High School Freshman
If you are the parent of a high school freshman, this is about the time that you are beginning to feel that you no longer have a grip on your child's academic or social life. The high school schedule, both during and after school, is foreign territory for most families and students are quick to understand that their parents don't truly know where they are all day. This is exhilarating to those who want to skirt the edge of rebellion. It is also a time when it is difficult for parents to check on whether that late meeting is really happening or is the child simply using this newfound freedom to "hang out" a little longer. The following may help you to keep your sanity.
1. Friends: It is more important than ever before to keep tabs on the friends your child is choosing. For the first time your student is meeting people from other neighborhoods and other towns. This means that you probably don't know the family structure and values with which the new friend has been raised. I always found it helpful to invite new friends to have dinner with us. It is amazing how much you can learn simply by watching how children interact with each other and how comfortably the other child interacts with you. It is relatively easy to separate a child who is naturally shy around adults from the child who is devious or who does not respect adults. It is also helpful to be available to drive your child and his or her friends. It always amazed me that children would forget that there was a driver in the car and let slip all kinds of information.
2. Involvement: It is extremely important to become involved in your high school's parent teacher organization and to be an active member. If your school does not have a PTO, start one! It will do you and your community good to be able to help make the high school experience a better one for all our children. When I first moved to a new state a number of years ago, the PTO at my local school consisted of one member. Today it is a vibrant and thriving group with a wonderful newsletter that keeps parents informed about what is happening at the school and is a support to the teachers who spend more time with our children than we do.
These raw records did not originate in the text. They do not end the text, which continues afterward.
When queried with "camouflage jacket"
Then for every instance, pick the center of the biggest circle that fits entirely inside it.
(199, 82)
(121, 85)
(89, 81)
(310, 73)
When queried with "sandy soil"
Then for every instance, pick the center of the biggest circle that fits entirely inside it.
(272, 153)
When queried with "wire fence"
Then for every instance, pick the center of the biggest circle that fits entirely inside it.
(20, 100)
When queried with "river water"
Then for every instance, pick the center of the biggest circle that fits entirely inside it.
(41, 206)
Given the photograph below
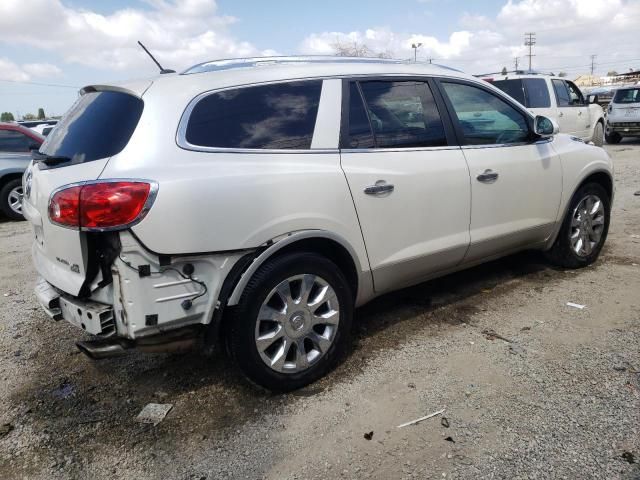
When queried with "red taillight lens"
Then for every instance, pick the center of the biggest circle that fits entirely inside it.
(104, 205)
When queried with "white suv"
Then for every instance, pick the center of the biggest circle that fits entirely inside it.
(558, 99)
(623, 115)
(257, 202)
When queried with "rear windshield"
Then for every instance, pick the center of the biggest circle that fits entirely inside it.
(631, 95)
(530, 92)
(98, 125)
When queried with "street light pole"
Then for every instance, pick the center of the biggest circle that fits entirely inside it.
(415, 47)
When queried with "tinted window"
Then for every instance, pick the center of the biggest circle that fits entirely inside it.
(360, 135)
(98, 125)
(513, 88)
(562, 94)
(627, 96)
(537, 93)
(12, 141)
(484, 118)
(403, 114)
(279, 116)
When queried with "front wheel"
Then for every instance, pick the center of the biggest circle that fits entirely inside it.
(584, 228)
(292, 322)
(11, 199)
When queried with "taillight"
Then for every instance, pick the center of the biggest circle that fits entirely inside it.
(101, 205)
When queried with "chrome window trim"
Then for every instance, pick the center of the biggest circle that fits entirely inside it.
(181, 134)
(153, 193)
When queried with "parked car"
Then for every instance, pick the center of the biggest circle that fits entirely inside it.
(556, 98)
(256, 202)
(623, 115)
(16, 143)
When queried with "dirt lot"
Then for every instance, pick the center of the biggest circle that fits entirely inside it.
(560, 399)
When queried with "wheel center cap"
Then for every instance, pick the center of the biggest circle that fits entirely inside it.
(297, 321)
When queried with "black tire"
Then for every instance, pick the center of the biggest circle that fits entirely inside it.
(242, 327)
(5, 208)
(561, 253)
(598, 135)
(613, 138)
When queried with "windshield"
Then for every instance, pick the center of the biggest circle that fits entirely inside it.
(98, 125)
(630, 95)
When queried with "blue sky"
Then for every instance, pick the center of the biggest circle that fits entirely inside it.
(78, 42)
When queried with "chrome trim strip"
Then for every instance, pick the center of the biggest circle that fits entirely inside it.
(153, 193)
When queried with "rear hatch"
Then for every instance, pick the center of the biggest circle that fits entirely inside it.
(98, 126)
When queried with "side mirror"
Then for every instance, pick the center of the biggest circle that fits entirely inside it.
(545, 127)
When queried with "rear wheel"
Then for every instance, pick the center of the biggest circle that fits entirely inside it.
(598, 135)
(613, 137)
(11, 199)
(584, 228)
(292, 322)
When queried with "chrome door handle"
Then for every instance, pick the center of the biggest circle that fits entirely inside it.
(380, 187)
(488, 176)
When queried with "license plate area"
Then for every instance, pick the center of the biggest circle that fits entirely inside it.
(93, 317)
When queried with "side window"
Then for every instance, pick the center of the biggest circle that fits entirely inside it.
(484, 118)
(562, 94)
(12, 141)
(537, 93)
(280, 116)
(575, 94)
(360, 135)
(401, 114)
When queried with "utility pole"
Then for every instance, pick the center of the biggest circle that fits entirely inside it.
(415, 47)
(530, 41)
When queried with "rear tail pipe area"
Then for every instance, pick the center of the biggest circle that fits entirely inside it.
(180, 340)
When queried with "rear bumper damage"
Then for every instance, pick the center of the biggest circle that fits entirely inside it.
(149, 302)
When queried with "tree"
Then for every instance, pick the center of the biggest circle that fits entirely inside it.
(355, 49)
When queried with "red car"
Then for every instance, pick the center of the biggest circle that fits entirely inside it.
(16, 143)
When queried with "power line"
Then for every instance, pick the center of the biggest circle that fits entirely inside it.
(530, 41)
(40, 84)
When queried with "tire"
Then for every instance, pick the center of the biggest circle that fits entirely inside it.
(563, 253)
(8, 194)
(613, 138)
(598, 135)
(323, 344)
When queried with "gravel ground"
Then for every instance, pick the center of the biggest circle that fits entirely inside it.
(559, 398)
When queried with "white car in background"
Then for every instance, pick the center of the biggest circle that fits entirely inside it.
(623, 115)
(258, 201)
(558, 99)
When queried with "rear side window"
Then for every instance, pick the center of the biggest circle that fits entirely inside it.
(627, 96)
(562, 93)
(401, 115)
(280, 116)
(12, 141)
(537, 93)
(98, 125)
(484, 118)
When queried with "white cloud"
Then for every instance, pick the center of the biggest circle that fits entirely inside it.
(178, 32)
(23, 73)
(568, 32)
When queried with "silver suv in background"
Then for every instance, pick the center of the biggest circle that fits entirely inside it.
(257, 202)
(556, 98)
(623, 115)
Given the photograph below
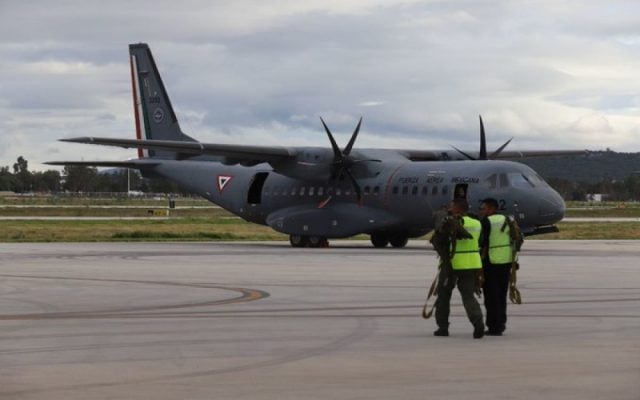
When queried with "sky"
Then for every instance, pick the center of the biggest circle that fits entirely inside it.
(553, 75)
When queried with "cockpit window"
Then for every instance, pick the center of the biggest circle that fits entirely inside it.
(519, 180)
(504, 182)
(492, 181)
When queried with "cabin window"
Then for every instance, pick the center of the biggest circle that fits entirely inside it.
(520, 181)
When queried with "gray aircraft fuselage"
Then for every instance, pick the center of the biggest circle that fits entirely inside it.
(399, 197)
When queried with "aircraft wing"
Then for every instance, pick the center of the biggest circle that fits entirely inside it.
(107, 164)
(237, 153)
(442, 155)
(539, 153)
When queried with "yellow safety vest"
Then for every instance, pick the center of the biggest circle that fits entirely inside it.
(500, 251)
(467, 255)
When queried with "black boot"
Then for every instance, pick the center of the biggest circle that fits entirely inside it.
(441, 332)
(478, 331)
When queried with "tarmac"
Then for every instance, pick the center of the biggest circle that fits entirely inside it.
(267, 321)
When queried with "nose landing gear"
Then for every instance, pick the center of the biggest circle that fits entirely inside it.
(397, 240)
(308, 241)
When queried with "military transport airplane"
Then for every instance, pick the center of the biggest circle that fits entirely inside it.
(312, 193)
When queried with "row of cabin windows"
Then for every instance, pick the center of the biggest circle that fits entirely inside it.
(368, 190)
(317, 191)
(425, 190)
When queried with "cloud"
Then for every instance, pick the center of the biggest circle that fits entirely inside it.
(419, 72)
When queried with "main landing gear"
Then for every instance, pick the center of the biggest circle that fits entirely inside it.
(397, 240)
(308, 241)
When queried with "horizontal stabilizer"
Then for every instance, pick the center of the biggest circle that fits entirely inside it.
(232, 151)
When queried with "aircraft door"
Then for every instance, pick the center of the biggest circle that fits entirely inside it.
(460, 191)
(254, 195)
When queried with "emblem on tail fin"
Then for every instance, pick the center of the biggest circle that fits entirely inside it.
(223, 180)
(158, 115)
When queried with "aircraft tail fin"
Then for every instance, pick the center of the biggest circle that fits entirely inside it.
(154, 115)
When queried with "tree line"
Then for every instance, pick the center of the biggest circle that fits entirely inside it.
(77, 178)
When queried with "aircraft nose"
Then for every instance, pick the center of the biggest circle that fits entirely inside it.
(552, 207)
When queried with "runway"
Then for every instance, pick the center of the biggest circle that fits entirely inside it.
(267, 321)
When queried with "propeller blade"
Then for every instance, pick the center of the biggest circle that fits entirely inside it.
(347, 150)
(483, 142)
(464, 154)
(336, 150)
(497, 152)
3. Awareness: It is imperative that you maintain an awareness of any changes in your child's dress, attitude, behavior, sudden shifts in mood beyond that which can be explained by hormones, and any other things that make you uncomfortable. You are the parent and you know your child better than anyone else. If you feel that something is wrong either physically or emotionally with your child, get help. If you suspect that your child may be pushing the limits too far, speak to other parents about what limits may be appropriate for a 14 or 15 year old. Fit that information into your own comfort zone and be consistent with your child about what you expect. Clearly discuss consequences for a lack of adherence to the rules and, most importantly, follow through. This is a time when you will be tested in much the same way as when your child was a toddler only now the stakes are much higher. It should not be your goal to be popular with your child. You must remain the parent, but be open to discussing with your child his or her point of view on an issue. Communication is critical and it must be two-way.
It is important to remember that college planning begins in grade 9. The actions your child chooses to take now will affect the transcript, rank and other information on the college applications in a few years. Developing good habits now can make the whole process easier later!